In October 1953, although the Brazilian industry continued to grow significantly, the country faced monetary, fiscal, and exchange problems. This required a reformulation of monetary and exchange policies, in two aspects:

  • Instruction 70 of SUMOC: The SUMOC was the Superintendency of Currency and Credit (Superintendência da Moeda e do Crédito), Brazil’s central bank. According to this instruction, the Bank of Brazil would monopolize the sale of foreign currency, and the quantitative control of imports would be abolished — that is, prior authorization to import products would no longer be necessary. Moreover, the system of multiple exchange rates was replaced by a system of bonuses on top of the official exchange rate. In practice, there would be five exchange rates: three rates for imports and two rates for exports, with a protectionist intent.
  • Aranha Program (Programa Aranha): It was an economic plan essentially aimed at curbing inflation, through monetary and fiscal contraction. It prescribed that the Bank of Brazil would be subordinated to the Finance Ministry, to prevent these institutions from adopting contradictory measures (as occurred when Ricardo Jafet was in charge of the bank). Moreover, it prescribed that the government would have a better-defined budgetary policy, to try to curb excessive public spending.

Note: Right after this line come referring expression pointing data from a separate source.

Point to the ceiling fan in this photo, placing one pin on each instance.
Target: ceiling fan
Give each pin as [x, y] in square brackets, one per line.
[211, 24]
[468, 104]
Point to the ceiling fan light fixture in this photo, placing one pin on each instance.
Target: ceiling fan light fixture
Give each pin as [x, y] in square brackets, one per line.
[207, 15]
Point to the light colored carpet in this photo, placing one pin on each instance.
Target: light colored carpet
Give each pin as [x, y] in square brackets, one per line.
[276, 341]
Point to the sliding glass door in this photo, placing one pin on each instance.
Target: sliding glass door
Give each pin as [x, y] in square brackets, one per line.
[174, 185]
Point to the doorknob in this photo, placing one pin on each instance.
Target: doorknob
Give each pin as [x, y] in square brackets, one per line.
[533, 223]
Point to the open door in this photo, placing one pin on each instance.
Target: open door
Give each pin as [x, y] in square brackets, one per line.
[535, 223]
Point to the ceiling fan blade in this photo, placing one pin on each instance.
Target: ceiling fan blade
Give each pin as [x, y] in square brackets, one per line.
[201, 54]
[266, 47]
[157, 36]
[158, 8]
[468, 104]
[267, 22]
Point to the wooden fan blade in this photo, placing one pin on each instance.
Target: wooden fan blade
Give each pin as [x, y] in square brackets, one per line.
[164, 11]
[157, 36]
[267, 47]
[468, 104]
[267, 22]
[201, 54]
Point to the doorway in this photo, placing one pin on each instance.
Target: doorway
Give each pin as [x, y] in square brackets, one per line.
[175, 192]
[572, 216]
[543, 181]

The Instruction 70 of SUMOC resulted in a devaluation of the exchange and an increase in government revenue. Thanks to the depreciated exchange, Brazilian exports were encouraged, leading to surpluses in the trade balance. The increase in tax collection, in turn, stemmed from the fact that foreign currency for most imports was sold in auctions over which the government earned a premium. Another consequence of Instruction 70 was the so-called “foreign exchange confiscation” (confisco cambial): the fact that coffee exporters ended up with lower earnings in Brazilian currency. This happened because the exchange rate set for coffee exports was slightly overvalued, as a way to discourage an excess supply by coffee growers. This measure was widely criticized by this economic sector, but it was not revoked.

The Programa Aranha failed to control inflation, because the government was unable to reduce public investments and because commercial protectionism made it difficult to import cheaper foreign products into the country.

Thus, at the beginning of 1954, Brazil faced a situation of inflation, fiscal deficit, and currency devaluation. Throughout that year, the situation worsened:

  • Inflation and fiscal deficit worsened: On May 1, 1954, the government granted a 100% increase in the minimum wage for the entire population. This adjustment was far above what would have been necessary to compensate for the wage losses caused by inflation (53%). Moreover, such a measure was in direct contradiction to the ideas of politicians like Sousa Dantas, president of the Bank of Brazil, who proposed an adjustment of 33%.
  • The situation on the balance of payments worsened: Faced with a rise in international coffee prices, some consumers in the United States decided to boycott this product. In their view, Brazil adopted monopolistic practices in the coffee market. In reaction, they abruptly stopped buying coffee, causing an immediate drop in Brazilian exports.

On August 14, 1954, the government even tried to face the deterioration of the Brazilian economy, through the issuance of Instruction 99 of SUMOC. This law allowed the sale of part of the foreign currency obtained from coffee exports on the free market, without surcharges, as a way to reduce the minimum price of coffee. It caused a 27% currency devaluation but was ineffective in aiding the coffee sector. Regardless, the economic problems would be left as a legacy for the subsequent administration, because Getúlio Vargas faced political woes and decided to commit suicide on August 24, 1954. For a brief period, Brazil would be governed by then Vice President, Café Filho.